Electrical and colloidal properties of hydrogenated nanodiamonds: Effects of structure, composition and size
Stepan Stehlik,
Ondrej Szabo,
Ekaterina Shagieva,
Daria Miliaieva,
Alexander Kromka,
Zuzana Nemeckova,
Jiri Henych,
Jan Kozempel,
Evgeny Ekimov,
Bohuslav Rezek
Affiliations
Stepan Stehlik
New Technologies – Research Centre, University of West Bohemia, Univerzitní 8, 306 14, Pilsen, Czechia; Institute of Physics of the Czech Academy of Sciences, Cukrovarnická 10, 162 00, Prague 6, Czechia; Corresponding author.
Ondrej Szabo
Institute of Physics of the Czech Academy of Sciences, Cukrovarnická 10, 162 00, Prague 6, Czechia
Ekaterina Shagieva
Institute of Physics of the Czech Academy of Sciences, Cukrovarnická 10, 162 00, Prague 6, Czechia
Daria Miliaieva
Institute of Physics of the Czech Academy of Sciences, Cukrovarnická 10, 162 00, Prague 6, Czechia
Alexander Kromka
Institute of Physics of the Czech Academy of Sciences, Cukrovarnická 10, 162 00, Prague 6, Czechia
Zuzana Nemeckova
Institute of Inorganic Chemistry of the Czech Academy of Sciences, 250 68, Husinec-Řež, Czechia
Jiri Henych
Institute of Inorganic Chemistry of the Czech Academy of Sciences, 250 68, Husinec-Řež, Czechia; Faculty of Environment, Jan Evangelista Purkyně University in Ústí nad Labem, Pasteurova 3632/15, 400 96, Ústí nad Labem, Czechia
Jan Kozempel
Department of Nuclear Chemistry, Faculty of Nuclear Sciences and Physical Engineering, Czech Technical University in Prague, Břehová 7, Prague 1, 115 19, Czechia
Evgeny Ekimov
Vereshchagin Institute for High Pressure Physics, Russian Academy of Sciences, Moscow, 108840, Russia
Bohuslav Rezek
Faculty of Electrical Engineering, Czech Technical University in Prague, Technická 2, 166 27, Prague, Czechia
Hydrogenated nanodiamonds (NDs) get increasing attention as promising nanomaterial in biology as well as optoelectronics.
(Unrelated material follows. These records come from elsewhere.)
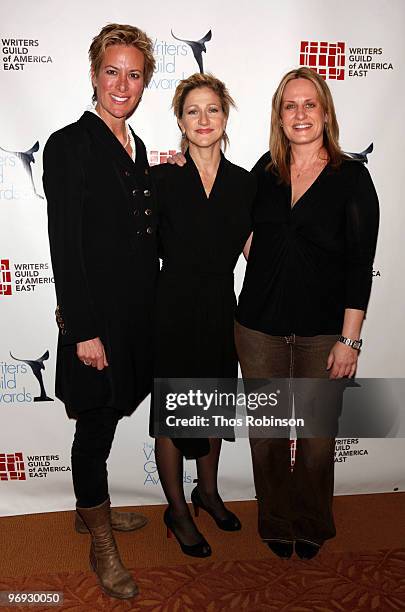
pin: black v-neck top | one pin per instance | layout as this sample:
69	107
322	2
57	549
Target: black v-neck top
308	263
This study shows how the ND synthesis process and ND size are reflected in their different colloidal/hydration and electronic properties. We employ three different ND types: detonation ND (DND), top-down high-pressure high-temperature ND (TD_HPHT ND) prepared by milling of HPHT monocrystals, and bottom-up high-pressure high-temperature ND (BU_HPHT ND) prepared by HPHT synthesis from chloroadamantane. Zeta potential measurements and Fourier transform infrared spectroscopy analysis (FTIR) reveal the best colloidal stability in neutral to basic pH and the strongest affinity to water for DND. Electrical and FTIR measurements connected with an annealing treatment show a steep increase of electrical conductivity in BU_HPHT ND above 2 nm and reveal different contribution of transfer doping in BU_HPHT ND and TD_HPHT ND despite similar conductivity values (≈ 10−5 S.cm−1). We also confirm the correlation of the ND conductivity with IR transmission at the phonon frequency of the diamond (1330 cm−1). Neutron irradiation of a TD_HPHT ND corroborates the crucial role of structural defects in the above colloidal and electronic properties of hydrogenated nanodiamonds.